# Signature help Mods



## sw_df27 (Feb 16, 2007)

I know I'm a retard but I can't downsize my pics to make them small enough for my signature can someone do it for me these are the 2 pics I want:

















Thank you in advance!!!!


----------



## redog (Oct 14, 2005)

try photobucket and reduce it by 75%


----------



## cherol (Jan 7, 2007)

you could also download the free program called "Ifranview" it resizes pic and can also change file formats and do some cool effects to photos as well


----------



## sw_df27 (Feb 16, 2007)

ahhhh I can't figure the whole resizing thing out..............................


----------



## NesOne (Feb 7, 2008)

What I normally do, because I'm lazy to do it another way, is I copy and paste the picture into Powerpoint, then resize it from the corner, it keeps the image proportioned, then I copy and paste it from powerpoint into Microsoft Paint. Then from Paint, I "save as" .jpg and I'm done. Click the link and you'll be able to download the files I made of your pics. I shrunk them down a bit, wasn't sure how small you wanted them.

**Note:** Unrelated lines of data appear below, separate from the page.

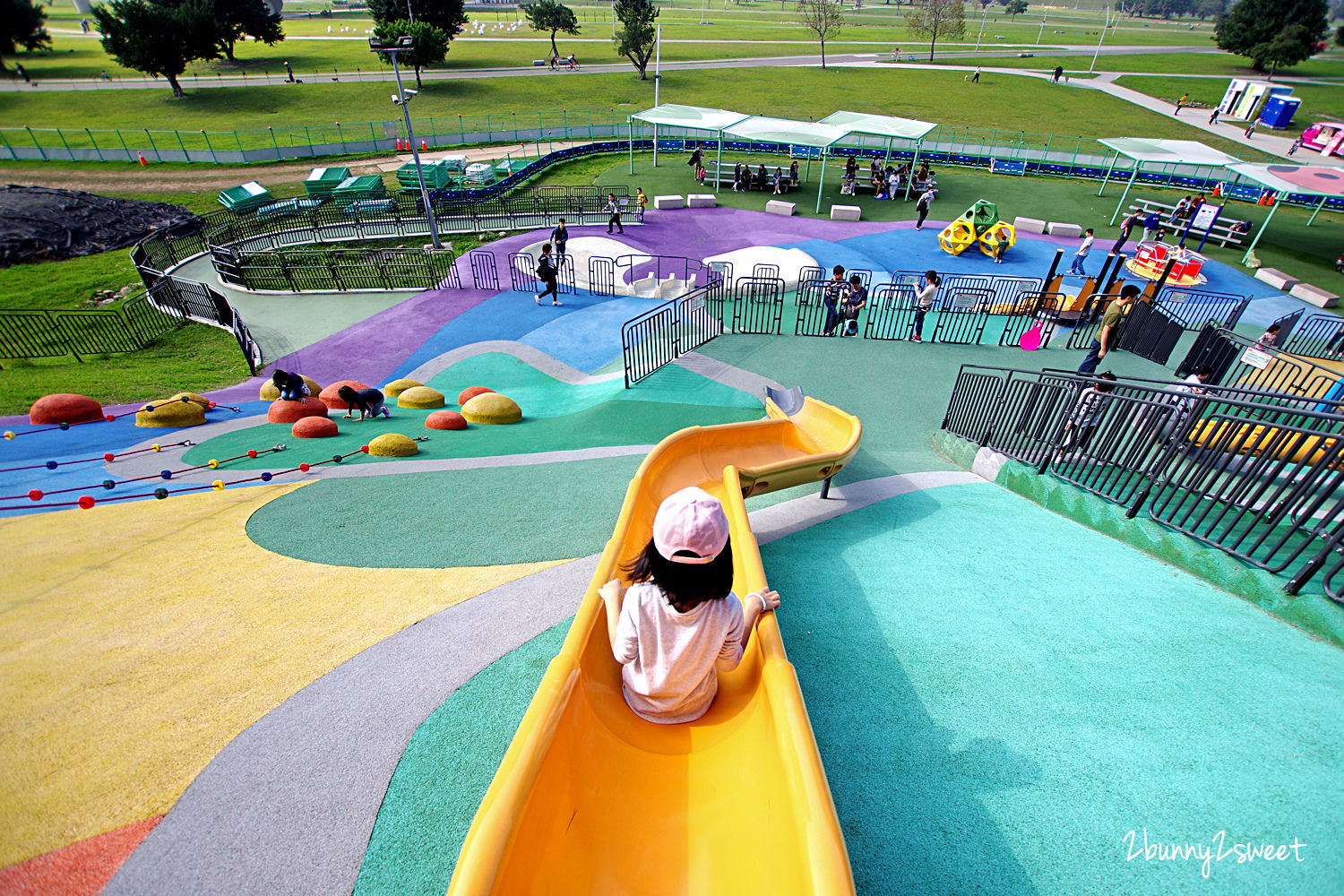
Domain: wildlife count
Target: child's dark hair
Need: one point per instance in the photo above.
(685, 584)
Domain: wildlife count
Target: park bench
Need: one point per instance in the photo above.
(1220, 233)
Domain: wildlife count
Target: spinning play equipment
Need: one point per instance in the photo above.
(591, 798)
(1150, 260)
(978, 225)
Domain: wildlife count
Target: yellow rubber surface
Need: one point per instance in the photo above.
(140, 638)
(593, 799)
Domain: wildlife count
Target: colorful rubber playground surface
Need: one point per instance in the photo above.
(306, 685)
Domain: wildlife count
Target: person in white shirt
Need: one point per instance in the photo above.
(680, 624)
(1081, 255)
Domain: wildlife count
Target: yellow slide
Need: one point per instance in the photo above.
(593, 799)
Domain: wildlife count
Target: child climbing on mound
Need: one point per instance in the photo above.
(368, 402)
(680, 622)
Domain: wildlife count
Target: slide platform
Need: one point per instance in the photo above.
(590, 798)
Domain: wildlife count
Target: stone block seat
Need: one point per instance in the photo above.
(1276, 279)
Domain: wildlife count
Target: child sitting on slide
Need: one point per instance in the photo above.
(680, 622)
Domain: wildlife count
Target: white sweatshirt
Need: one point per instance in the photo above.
(668, 659)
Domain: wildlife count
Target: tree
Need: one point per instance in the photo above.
(823, 18)
(937, 19)
(21, 26)
(1252, 26)
(446, 15)
(636, 35)
(238, 19)
(547, 15)
(159, 39)
(430, 43)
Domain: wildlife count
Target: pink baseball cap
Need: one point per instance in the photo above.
(693, 522)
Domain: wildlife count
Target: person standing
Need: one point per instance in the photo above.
(613, 210)
(922, 206)
(1081, 255)
(559, 237)
(1105, 338)
(1126, 228)
(547, 273)
(924, 303)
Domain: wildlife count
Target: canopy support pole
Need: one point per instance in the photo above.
(718, 164)
(1316, 212)
(1121, 203)
(1110, 168)
(822, 180)
(914, 163)
(1273, 209)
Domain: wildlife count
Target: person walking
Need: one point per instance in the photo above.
(922, 206)
(547, 273)
(1126, 228)
(613, 210)
(559, 237)
(1081, 255)
(1105, 338)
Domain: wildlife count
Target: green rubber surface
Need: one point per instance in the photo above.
(451, 519)
(996, 707)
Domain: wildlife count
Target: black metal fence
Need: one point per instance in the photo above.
(59, 333)
(1260, 479)
(669, 331)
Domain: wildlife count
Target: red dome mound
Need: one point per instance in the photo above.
(65, 408)
(282, 411)
(332, 401)
(470, 392)
(314, 427)
(445, 421)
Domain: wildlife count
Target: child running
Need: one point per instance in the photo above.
(680, 622)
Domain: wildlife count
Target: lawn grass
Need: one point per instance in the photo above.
(195, 358)
(1018, 104)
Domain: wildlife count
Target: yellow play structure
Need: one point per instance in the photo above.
(593, 799)
(978, 226)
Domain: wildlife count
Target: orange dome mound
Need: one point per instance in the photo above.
(332, 401)
(314, 427)
(470, 392)
(284, 411)
(65, 408)
(445, 421)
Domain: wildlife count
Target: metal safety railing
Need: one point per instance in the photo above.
(1261, 479)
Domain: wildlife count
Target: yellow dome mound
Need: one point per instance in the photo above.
(392, 445)
(171, 414)
(419, 397)
(269, 392)
(492, 408)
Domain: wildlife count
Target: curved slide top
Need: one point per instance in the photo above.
(593, 799)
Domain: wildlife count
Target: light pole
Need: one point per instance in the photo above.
(406, 45)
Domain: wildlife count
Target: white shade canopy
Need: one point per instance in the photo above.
(860, 123)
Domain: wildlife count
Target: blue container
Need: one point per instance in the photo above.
(1279, 112)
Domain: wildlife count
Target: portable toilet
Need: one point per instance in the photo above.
(1279, 110)
(1245, 99)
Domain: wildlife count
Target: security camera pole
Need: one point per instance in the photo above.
(405, 45)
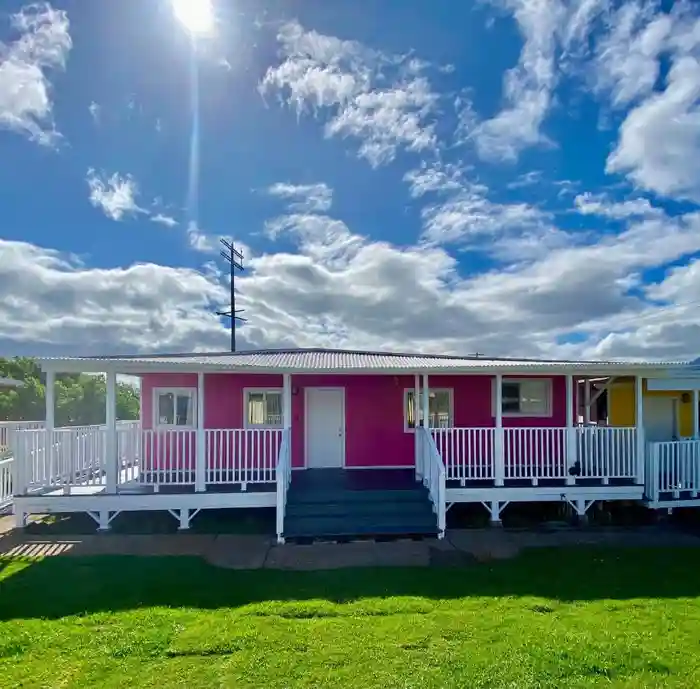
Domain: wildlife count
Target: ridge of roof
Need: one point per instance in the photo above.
(326, 350)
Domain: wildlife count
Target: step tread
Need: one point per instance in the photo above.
(345, 496)
(376, 522)
(365, 530)
(341, 508)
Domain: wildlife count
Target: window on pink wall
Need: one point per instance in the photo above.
(525, 397)
(263, 408)
(174, 407)
(440, 408)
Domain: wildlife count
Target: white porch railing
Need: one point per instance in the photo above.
(6, 469)
(168, 456)
(539, 454)
(432, 471)
(283, 479)
(242, 455)
(534, 453)
(77, 456)
(673, 467)
(468, 453)
(7, 428)
(607, 452)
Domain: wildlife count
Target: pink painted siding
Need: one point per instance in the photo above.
(374, 409)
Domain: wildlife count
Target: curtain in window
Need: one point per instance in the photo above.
(265, 409)
(175, 409)
(439, 411)
(166, 408)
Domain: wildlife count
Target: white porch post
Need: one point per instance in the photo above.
(111, 468)
(416, 438)
(639, 419)
(570, 427)
(498, 445)
(200, 467)
(287, 401)
(50, 399)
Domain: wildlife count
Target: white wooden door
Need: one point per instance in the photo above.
(325, 428)
(660, 419)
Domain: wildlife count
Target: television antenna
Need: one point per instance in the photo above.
(235, 260)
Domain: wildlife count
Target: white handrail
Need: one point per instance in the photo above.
(433, 472)
(283, 479)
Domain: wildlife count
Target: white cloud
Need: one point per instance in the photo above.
(599, 204)
(114, 195)
(25, 91)
(385, 120)
(659, 144)
(319, 72)
(627, 57)
(52, 303)
(527, 87)
(163, 219)
(309, 198)
(464, 214)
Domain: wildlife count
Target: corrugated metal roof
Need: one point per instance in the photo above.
(10, 383)
(329, 360)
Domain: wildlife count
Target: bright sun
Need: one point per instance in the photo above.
(197, 16)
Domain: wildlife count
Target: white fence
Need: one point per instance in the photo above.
(673, 468)
(538, 454)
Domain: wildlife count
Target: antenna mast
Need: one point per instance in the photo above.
(235, 260)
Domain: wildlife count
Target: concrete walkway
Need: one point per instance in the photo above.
(459, 548)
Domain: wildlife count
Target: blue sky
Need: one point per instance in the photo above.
(513, 178)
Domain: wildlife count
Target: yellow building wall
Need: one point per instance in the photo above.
(621, 405)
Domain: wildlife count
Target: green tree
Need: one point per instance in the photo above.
(80, 398)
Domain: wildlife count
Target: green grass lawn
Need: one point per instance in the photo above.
(553, 618)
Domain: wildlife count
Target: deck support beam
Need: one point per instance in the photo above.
(499, 435)
(184, 516)
(111, 468)
(103, 518)
(200, 468)
(495, 507)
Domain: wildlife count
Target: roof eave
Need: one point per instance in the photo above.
(187, 366)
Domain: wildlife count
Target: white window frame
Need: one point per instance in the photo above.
(549, 411)
(450, 393)
(246, 394)
(189, 392)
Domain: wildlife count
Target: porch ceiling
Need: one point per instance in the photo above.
(348, 362)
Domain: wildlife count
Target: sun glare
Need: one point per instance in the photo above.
(197, 16)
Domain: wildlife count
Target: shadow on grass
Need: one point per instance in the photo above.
(60, 586)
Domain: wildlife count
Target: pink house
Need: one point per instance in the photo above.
(329, 439)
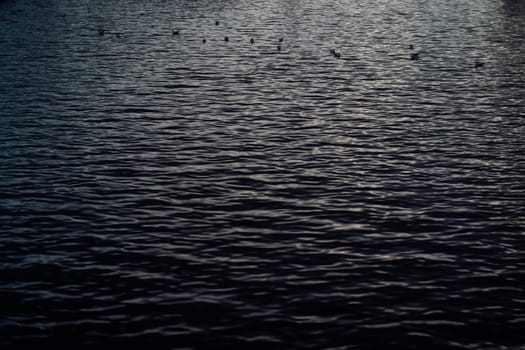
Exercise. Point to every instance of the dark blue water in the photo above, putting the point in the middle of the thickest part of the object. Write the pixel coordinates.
(157, 191)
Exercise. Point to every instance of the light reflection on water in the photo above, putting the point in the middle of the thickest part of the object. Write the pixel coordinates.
(155, 188)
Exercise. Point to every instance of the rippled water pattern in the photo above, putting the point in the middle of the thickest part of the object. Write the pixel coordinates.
(156, 190)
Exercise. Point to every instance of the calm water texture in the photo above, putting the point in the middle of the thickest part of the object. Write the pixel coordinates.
(159, 191)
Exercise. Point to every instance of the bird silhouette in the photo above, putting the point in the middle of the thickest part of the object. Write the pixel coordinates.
(479, 64)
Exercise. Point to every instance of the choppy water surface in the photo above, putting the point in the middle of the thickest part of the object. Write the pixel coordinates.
(159, 191)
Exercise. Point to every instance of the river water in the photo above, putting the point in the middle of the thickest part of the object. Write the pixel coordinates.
(157, 190)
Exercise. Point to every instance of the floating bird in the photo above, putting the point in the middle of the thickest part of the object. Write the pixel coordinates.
(335, 53)
(479, 64)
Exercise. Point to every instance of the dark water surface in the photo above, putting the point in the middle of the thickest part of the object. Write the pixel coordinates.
(157, 191)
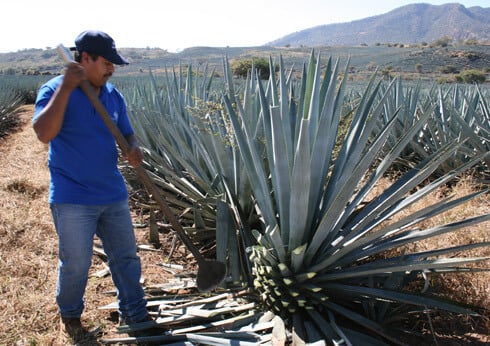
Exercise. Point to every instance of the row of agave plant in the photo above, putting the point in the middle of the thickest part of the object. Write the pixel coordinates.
(281, 174)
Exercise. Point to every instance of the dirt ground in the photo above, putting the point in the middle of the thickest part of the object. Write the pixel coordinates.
(28, 314)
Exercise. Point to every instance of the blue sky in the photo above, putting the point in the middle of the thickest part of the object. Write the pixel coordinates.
(175, 25)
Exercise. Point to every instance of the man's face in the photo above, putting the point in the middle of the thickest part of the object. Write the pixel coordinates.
(98, 71)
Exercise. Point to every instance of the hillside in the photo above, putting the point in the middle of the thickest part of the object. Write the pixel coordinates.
(408, 24)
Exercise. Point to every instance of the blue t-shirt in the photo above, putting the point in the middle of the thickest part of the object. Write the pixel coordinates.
(82, 158)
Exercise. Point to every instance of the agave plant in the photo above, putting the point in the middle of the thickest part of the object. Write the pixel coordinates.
(321, 259)
(293, 193)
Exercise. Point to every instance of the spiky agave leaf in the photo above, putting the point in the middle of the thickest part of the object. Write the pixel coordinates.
(323, 256)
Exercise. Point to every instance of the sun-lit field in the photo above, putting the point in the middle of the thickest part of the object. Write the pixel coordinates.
(29, 257)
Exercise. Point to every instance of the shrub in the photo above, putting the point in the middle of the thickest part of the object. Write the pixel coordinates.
(471, 76)
(242, 67)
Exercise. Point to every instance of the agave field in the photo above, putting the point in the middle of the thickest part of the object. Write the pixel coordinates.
(279, 177)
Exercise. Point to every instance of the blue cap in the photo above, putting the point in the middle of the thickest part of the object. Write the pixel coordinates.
(99, 43)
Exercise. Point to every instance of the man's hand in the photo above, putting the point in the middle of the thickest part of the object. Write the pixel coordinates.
(134, 157)
(74, 74)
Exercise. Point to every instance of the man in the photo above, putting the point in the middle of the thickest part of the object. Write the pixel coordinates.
(87, 193)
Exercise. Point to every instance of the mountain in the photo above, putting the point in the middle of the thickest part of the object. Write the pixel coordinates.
(415, 23)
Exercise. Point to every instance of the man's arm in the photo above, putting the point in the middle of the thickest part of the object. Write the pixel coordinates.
(48, 124)
(134, 157)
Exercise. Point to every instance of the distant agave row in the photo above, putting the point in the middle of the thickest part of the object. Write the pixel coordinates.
(290, 196)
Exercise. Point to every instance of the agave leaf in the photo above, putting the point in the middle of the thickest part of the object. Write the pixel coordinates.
(411, 299)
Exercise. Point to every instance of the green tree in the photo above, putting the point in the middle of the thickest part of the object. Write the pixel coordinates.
(471, 76)
(242, 67)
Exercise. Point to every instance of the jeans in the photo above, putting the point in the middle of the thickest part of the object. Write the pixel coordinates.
(76, 226)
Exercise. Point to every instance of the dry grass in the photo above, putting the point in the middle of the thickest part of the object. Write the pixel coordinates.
(29, 257)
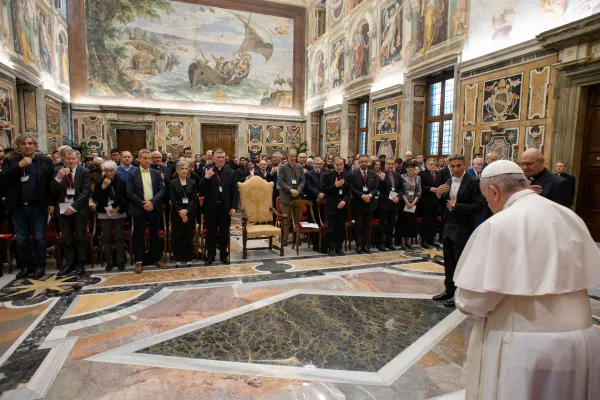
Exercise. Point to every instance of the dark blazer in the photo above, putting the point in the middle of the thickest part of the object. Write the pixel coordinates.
(209, 189)
(116, 191)
(357, 183)
(428, 198)
(385, 187)
(314, 185)
(176, 194)
(332, 194)
(82, 186)
(554, 188)
(446, 174)
(10, 177)
(571, 181)
(469, 202)
(135, 191)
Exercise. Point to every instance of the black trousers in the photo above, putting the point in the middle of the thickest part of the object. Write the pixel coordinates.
(150, 219)
(429, 225)
(221, 221)
(72, 232)
(362, 225)
(183, 237)
(454, 244)
(387, 222)
(336, 228)
(112, 237)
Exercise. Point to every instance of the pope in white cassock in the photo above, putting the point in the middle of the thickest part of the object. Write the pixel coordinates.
(524, 273)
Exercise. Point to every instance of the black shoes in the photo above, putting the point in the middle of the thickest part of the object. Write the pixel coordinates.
(443, 296)
(66, 270)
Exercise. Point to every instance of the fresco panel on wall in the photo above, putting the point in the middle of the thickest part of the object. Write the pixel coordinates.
(189, 52)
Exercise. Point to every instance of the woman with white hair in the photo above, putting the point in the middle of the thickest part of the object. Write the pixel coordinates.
(111, 203)
(183, 193)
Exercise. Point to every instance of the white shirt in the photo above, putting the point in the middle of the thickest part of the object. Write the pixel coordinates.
(455, 186)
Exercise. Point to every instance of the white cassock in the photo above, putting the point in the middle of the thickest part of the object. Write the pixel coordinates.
(524, 273)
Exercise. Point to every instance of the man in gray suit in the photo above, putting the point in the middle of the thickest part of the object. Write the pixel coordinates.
(290, 181)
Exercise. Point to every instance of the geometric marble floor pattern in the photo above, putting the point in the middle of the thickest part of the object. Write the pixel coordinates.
(311, 327)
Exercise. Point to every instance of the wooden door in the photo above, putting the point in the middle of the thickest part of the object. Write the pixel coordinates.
(132, 140)
(219, 136)
(588, 199)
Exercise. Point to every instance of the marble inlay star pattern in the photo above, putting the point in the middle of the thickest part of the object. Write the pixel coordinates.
(298, 331)
(39, 287)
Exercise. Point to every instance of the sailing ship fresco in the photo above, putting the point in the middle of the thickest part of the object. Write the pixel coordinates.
(191, 53)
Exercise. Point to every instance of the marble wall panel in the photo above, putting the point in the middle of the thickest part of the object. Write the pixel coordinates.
(539, 83)
(470, 104)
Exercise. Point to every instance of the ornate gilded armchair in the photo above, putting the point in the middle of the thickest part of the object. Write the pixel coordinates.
(257, 214)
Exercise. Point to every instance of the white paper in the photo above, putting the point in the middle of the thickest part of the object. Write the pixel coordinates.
(64, 206)
(309, 225)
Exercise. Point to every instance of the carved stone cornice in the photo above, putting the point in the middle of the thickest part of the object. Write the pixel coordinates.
(581, 31)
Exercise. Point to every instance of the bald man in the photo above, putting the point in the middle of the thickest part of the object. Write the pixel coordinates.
(550, 186)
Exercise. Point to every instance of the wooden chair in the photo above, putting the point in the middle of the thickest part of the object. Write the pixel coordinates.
(300, 210)
(257, 214)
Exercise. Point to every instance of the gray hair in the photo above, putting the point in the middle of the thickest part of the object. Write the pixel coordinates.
(110, 164)
(507, 183)
(181, 163)
(24, 136)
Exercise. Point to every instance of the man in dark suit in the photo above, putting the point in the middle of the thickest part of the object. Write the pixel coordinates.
(560, 172)
(429, 202)
(146, 192)
(464, 200)
(542, 181)
(314, 191)
(336, 187)
(389, 181)
(365, 184)
(28, 175)
(71, 188)
(220, 192)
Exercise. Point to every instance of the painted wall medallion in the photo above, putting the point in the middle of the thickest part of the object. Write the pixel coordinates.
(387, 119)
(502, 99)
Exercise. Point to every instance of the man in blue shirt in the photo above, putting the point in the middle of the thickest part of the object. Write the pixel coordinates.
(126, 166)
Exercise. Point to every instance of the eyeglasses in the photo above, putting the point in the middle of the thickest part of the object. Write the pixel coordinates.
(524, 164)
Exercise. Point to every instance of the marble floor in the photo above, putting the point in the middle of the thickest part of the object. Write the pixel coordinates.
(303, 327)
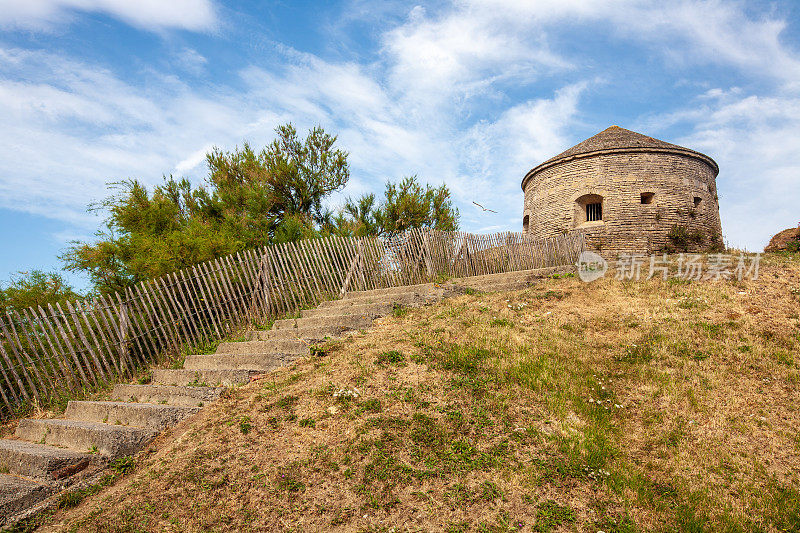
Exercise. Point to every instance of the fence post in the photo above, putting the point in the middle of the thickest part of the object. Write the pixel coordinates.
(123, 332)
(426, 253)
(352, 270)
(264, 280)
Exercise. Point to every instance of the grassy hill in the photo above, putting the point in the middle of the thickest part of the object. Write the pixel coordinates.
(613, 406)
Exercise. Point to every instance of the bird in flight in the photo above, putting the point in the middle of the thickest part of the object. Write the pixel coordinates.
(484, 208)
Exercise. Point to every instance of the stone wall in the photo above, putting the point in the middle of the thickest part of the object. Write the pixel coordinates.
(683, 192)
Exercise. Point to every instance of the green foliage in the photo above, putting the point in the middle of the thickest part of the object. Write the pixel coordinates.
(551, 515)
(123, 465)
(392, 357)
(250, 199)
(34, 288)
(406, 205)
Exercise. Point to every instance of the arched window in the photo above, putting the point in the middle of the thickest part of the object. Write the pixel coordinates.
(589, 209)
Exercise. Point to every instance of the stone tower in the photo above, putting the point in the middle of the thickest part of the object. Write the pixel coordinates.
(628, 193)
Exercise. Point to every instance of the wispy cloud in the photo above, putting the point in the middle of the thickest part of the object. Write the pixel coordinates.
(151, 15)
(472, 94)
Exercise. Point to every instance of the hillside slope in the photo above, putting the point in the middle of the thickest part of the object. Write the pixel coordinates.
(612, 406)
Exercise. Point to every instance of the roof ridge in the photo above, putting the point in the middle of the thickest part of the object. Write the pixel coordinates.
(617, 138)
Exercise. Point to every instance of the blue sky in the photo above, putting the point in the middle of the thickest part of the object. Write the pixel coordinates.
(472, 93)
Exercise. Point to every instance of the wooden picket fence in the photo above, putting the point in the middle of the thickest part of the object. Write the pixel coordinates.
(55, 351)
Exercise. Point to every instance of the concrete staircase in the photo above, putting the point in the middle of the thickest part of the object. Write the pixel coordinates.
(48, 455)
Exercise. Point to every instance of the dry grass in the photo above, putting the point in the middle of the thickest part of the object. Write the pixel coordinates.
(614, 406)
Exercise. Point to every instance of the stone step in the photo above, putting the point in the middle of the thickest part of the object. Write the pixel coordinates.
(144, 415)
(277, 346)
(371, 310)
(310, 335)
(166, 394)
(39, 461)
(108, 439)
(391, 291)
(203, 377)
(18, 494)
(344, 321)
(237, 361)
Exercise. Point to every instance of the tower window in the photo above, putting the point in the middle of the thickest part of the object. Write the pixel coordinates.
(588, 208)
(594, 212)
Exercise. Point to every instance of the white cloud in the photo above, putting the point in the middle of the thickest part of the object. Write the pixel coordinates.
(442, 100)
(194, 15)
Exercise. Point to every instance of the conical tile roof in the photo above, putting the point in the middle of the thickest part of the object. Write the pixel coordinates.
(615, 139)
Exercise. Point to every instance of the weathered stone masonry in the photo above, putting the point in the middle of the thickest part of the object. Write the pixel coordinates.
(628, 193)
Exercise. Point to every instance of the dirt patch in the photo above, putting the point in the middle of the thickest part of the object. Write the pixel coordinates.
(611, 406)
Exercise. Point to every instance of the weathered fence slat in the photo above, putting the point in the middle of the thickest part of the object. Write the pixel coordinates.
(47, 351)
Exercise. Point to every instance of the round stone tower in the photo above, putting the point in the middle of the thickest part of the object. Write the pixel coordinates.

http://www.sendspace.com/file/xclao8

Was your on the site, towards the bottom it will say "Download Link:" and the file is named "pits.zip". Just hope you have winzip or a program that will unzip it for you.


----------



## MY MIKADO (Apr 7, 2006)

I'm working on it for you. I should have them up tomorrow morning.


----------



## ericschevy (Nov 10, 2006)

Here is a link to a Pixresizer that I use.
http://bluefive.pair.com/


----------



## sw_df27 (Feb 16, 2007)

thanks guys!!!!


----------



## MY MIKADO (Apr 7, 2006)

I'm having a little trouble getting them downloaded but I'm working on it.


----------